Producer George Pal is often credited with launching the 1950s science fiction boom with such early successes as Destination Moon (1950), When Worlds Collide (1951), and The War of the Worlds.  Pal’s movies typically benefited from more upscale production values than most 1950s sci fi fare, with a good deal of his budgets going into what were then remarkable special effects giving his movies – still small by major studio standards – a grand-scale feel.

One of Pal’s favorite directors was Byron Haskin.  A one-time newsreel cameraman, cinematographer, and special effects technician, Haskin brought a sense of visual style missing in so much 1950s sci fi to Pal’s fantasies.  Looking at The War of the Worlds, one is struck by Haskin’s carefully orchestrated visual plan; gliding, extended, scene-setting crane shots, contrasting with sharp, static diagonals and increasingly frantic, fragmenting cutting in his action sequences.

Haskin’s films for Pal were well above the 1950s sci fi norm thanks to Pal’s ambition to position his projects as serious, major efforts.  Most sci fi directors of the time, however, plied their trade at an unmistakably B level (or lower).  Of those who regularly worked in the genre, only one seemed able to routinely and sure-footedly walk the line between creative cinema and commercial necessity:  Jack Arnold.

Arnold directed a series of modestly-budgeted sci fi films for Universal throughout the mid-1950s, stretching the genre as far as imagination and his limited budgets allowed.  He successfully added the first new creature to the Universal horror ranks in over two decades with his three pictures featuring the Creature from the Black Lagoon, and his movies set in the California desert are respected by genre aficionados for his ability to exploit the barren terrain’s sense of isolation and threat.
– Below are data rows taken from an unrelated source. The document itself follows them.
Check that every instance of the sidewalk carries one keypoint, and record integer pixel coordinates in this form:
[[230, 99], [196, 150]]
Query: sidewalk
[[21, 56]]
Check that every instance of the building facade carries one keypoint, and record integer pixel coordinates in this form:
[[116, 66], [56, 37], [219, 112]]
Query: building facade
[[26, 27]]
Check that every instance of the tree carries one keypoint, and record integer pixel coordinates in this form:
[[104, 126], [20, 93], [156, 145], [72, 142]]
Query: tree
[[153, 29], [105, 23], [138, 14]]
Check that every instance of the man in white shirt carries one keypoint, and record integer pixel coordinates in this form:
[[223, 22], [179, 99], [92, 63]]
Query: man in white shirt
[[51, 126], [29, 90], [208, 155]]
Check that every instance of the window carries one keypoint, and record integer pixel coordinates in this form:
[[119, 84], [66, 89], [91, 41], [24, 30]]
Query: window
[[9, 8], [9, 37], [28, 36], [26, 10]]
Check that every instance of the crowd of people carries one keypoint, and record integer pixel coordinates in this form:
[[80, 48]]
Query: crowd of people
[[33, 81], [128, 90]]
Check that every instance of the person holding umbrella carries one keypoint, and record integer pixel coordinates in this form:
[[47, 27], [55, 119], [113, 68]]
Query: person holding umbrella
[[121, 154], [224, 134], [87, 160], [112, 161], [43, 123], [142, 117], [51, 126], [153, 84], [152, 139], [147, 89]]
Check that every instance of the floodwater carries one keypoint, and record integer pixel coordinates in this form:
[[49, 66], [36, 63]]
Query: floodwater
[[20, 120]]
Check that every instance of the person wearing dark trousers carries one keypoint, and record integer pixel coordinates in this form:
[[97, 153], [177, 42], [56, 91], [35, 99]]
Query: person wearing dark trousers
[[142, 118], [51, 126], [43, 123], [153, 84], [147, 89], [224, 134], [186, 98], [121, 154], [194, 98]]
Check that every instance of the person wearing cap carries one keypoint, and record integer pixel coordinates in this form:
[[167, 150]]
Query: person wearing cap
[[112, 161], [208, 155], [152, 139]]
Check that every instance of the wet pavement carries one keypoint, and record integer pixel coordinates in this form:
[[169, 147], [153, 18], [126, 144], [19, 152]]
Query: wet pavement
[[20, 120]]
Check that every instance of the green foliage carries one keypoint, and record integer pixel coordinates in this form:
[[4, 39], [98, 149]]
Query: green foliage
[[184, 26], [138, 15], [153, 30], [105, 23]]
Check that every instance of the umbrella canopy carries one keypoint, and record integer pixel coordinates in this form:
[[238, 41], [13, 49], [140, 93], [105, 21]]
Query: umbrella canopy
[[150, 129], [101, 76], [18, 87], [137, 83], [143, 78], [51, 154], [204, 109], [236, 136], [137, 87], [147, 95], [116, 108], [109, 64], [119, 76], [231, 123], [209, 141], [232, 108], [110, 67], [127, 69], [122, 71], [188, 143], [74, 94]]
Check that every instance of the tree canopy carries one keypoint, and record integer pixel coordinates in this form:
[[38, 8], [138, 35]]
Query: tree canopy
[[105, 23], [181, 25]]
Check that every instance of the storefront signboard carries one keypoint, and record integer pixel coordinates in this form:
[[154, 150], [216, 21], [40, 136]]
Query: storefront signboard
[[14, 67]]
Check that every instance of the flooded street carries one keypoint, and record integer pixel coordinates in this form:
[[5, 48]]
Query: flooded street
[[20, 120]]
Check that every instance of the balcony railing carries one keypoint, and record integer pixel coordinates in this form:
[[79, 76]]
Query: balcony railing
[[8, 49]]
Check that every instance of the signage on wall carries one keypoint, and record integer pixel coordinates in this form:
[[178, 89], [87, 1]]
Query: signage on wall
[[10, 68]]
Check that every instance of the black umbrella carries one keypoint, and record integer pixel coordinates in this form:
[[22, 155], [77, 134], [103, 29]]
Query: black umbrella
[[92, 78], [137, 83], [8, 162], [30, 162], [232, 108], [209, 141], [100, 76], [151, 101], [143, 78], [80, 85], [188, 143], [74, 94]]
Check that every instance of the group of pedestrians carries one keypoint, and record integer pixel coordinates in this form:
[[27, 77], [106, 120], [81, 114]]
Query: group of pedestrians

Best of the desert series, It Came from Outer Space (1953), shows Arnold’s skill at creating a sense of foreboding without resorting to budget-busting effects or gimmickry.  The story of a crash-landed alien vessel whose inhabitants take human form in a benign but misinterpreted effort to repair their ship and be on their way, Arnold wisely avoids showing the aliens as much as possible.  Instead, their presence is depicted through subtle giveaways in their human guises:  a woman unfazed by a chill desert wind, a man staring unblinkingly into the blinding sun.

Arnold’s acknowledged masterwork is the self-described The Incredible Shrinking Man (1957).  What could have been a simple gimmick movie gradually becomes an essay on the value of every individual’s existence.  The movie is, for the time, surprisingly downbeat:  there is no cure, no rescue for the protagonist (Grant Williams).  The story moves from visceral excitement – a doll-sized Williams stalked by a housecat – to a grim, brutal battle for survival between a still-smaller Williams and a spider in the shadowy basement of his abandoned house.  On the verge of turning completely dour as Williams helplessly shrinks to the microscopic, Richard Matheson’s script (adapted from his own novel), instead, takes a turn for the inspirational.  Looking up at the star-filled night sky, size, Williams muses, has nothing to do with worth:  “So close – the infinitesimal and the infinite.” As Arnold’s camera pulls up and away from the dwindling Williams, and Elliot Lawrence’s score swells as images of mammoth galaxies float by, Williams realizes no life – however small — is meaningless, and his last voiceover lines are a defiant:  “To God, there is no zero.  I still exist!”

True, these were the exceptions rather than the norm.  Most of the sci fi and fantasy that played across 1950s movie screens was nothing more than cheaply-produced, forgettable matinee fodder; movies with no more ambition than to divert the young folk on a weekend afternoon.  But, on occasion, a sharp director, an ambitious producer, a keen writer was able to turn a little into a lot…in contrast to the situation today, when so many with so much manage to accomplish so little.